In a stationary condition, where the target’s position and identity do not change over time, each saccade thus provides a new viewpoint over the scene, allowing one to form a new estimation of the target identity. Following the active inference setup (
Najemnik & Geisler, 2005;
Friston et al., 2012), we assume that, instead of trying to detect the actual position of the target, the agent tries to maximize the counterfactual benefit in scene understanding that would be gained by any potential saccade. The focus is thus put on action selection metric rather than spatial representation. This means in short estimating how accurate a categorical target classifier will be after moving the eye. In a full setup, predictive action selection means first predicting the future visual field, denoted
\(x^{\prime }\), which is obtained at the center of fixation, and then predicting how good the estimate of the target identity, denoted
\(y\), that is,
\(p(y|x^{\prime })\), will be at this location. In practice, predicting a future visual field over all possible saccades is too computationally expensive.

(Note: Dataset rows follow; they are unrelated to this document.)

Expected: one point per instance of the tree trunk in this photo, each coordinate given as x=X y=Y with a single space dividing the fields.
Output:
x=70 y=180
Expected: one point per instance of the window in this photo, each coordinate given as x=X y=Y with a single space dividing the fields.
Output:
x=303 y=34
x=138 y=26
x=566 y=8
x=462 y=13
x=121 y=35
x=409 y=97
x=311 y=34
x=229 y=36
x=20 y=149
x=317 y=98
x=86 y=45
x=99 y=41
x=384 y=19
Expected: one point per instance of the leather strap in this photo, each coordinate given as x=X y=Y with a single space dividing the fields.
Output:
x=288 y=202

Better off instead is to record, for every context
\(x\), the improvement obtained in recognizing the target after different saccades
\(a, a^{\prime }, a^{\prime \prime }, \ldots\). If
\(a\) is a possible saccade and
\(x^{\prime }\) the corresponding future visual field, the result of the central categorical classifier over
\(x^{\prime }\) can either be correct (1) or incorrect (0). If this experiment is repeated many times over many visual scenes, the probability of correctly classifying the future visual field
\(x^{\prime }\) from
\(a\) is a number between 0 and 1 that reflects the frequency of correct classifications. The putative effect of every saccade can thus be condensed in a single number, the
accuracy, that quantifies the final benefit of issuing saccade
\(a\) from the current observation
\(x\). Extended to the full action space
\(A\), this forms an accuracy map that should monitor the selection of saccades. This accuracy map can be trained by trials and errors, with the final classification success or failure used as a teaching signal. Our main assumption here is that such a
predictive accuracy map is at the core of a realistic saccade-based vision system.